Ковчег плыл по океану до двадцать седьмого дня второго месяца следующего года, в общей сложности триста семьдесят дней. Ной и его семья видели лишь бесконечную смерть и бесконечную воду, вечные серые дождевые тучи и волны. До самого горизонта, куда только падал взгляд, была одна вода — безбрежный мир, лишенный прочности. Они плыли по морю так долго, что у них закончились все запасы вина и зерна, и они питались лишь куриными яйцами и водой.
Когда ковчег добрался до берега, а вода отступила, Ной и его семья выпустили зверей из трюма, взяли мешки с семенами и посадили растения.
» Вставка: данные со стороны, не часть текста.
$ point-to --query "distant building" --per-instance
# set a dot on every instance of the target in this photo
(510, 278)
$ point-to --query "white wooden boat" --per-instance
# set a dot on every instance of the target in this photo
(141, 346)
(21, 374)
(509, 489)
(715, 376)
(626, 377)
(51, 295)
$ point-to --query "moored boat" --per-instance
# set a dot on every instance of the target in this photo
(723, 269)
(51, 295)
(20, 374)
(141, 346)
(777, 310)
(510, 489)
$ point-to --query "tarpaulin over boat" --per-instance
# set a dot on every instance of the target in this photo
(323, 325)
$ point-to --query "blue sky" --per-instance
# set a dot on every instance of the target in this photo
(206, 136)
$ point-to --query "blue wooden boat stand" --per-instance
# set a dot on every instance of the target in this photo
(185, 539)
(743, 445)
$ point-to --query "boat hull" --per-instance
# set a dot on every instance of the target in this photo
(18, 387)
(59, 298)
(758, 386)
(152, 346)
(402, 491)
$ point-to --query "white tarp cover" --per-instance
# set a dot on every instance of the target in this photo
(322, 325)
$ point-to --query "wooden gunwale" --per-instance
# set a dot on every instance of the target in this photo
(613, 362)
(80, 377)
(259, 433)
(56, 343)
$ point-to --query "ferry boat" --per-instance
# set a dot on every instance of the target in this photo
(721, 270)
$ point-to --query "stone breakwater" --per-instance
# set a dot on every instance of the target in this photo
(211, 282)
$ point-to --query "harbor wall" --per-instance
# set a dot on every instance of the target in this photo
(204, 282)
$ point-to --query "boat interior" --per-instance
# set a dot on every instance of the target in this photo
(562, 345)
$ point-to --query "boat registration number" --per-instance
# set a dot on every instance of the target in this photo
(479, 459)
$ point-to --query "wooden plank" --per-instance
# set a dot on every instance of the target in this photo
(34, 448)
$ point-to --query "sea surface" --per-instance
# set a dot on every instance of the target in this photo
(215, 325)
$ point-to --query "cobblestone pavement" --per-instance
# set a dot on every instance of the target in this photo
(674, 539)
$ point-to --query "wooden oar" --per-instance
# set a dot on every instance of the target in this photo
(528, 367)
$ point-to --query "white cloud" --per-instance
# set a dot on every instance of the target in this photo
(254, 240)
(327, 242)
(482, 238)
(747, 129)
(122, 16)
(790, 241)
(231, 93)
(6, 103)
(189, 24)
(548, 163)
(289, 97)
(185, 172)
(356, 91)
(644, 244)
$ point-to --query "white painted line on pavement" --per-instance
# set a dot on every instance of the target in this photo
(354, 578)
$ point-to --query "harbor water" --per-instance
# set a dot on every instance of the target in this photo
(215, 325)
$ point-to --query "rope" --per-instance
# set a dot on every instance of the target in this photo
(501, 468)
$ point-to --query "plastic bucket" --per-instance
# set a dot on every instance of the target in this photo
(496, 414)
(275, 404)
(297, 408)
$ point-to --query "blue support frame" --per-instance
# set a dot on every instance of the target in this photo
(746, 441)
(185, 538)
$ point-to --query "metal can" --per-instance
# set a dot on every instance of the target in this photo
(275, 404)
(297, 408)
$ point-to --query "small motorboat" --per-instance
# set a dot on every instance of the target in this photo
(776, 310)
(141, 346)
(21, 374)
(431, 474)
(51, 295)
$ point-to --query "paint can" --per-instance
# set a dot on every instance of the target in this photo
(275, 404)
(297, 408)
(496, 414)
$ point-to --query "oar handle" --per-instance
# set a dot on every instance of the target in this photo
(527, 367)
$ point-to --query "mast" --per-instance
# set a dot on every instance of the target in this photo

В скором времени сыновья Ноя начали заселять мир. Архангелы, следуя воле Бога, пришли им на помощь, даруя плодородие животным, земле и женщинам. Зерновым хватало солнца и дождя, у коров было довольно пищи, женщины не умирали в родах. Все росло. Ничто не погибало. Мир начался снова.
Сыновья Ноя взяли все, что видели, в свое владение. Они стали патриархами, и каждый стал родоначальником человеческой расы. Они разъехались в дальние уголки планеты и основали династии, которые мы даже сегодня признаем различными. Сим, старший сын Ноя, уехал на Ближний Восток и основал племя семитов. Хам, второй сын Ноя, стал жить ниже экватора, в Африке, от него пошло племя хамитов. Иафет же — или, скорее, существо, принявшее облик Иафета, — поселился в области между Средиземноморьем и Атлантикой, основав племя, которое впоследствии назвали европейцами. С тех пор нам мешает потомство Иафета. Как европейцы, мы должны поразмыслить над своим происхождением. Свободны ли мы от такой дьявольской близости? Или мы каким-то образом связаны с детьми Иафета?»
Лекция доктора Рафаэля кончилась внезапно. Он закрыл книгу и попросил нас прийти на следующее занятие. По опыту я знала, что доктор Рафаэль нарочно прерывает лекции таким образом, заставляя студентов ждать следующих. Это был педагогический прием, который я стала уважать, посещая его лекции на первом курсе — я не пропустила ни одной. Шелест тетрадей и топот ног заполнил комнату — студенты отправлялись на ужин или на вечерние занятия. Как и остальные, я собрала свои вещи. Рассказ доктора Рафаэля загипнотизировал меня, и мне было особенно трудно оставаться со своими чувствами среди незнакомых людей. Мне гораздо больше хотелось провести время с Габриэллой. Я повернулась спросить ее, не хочет ли она пойти домой, чтобы приготовить ужин.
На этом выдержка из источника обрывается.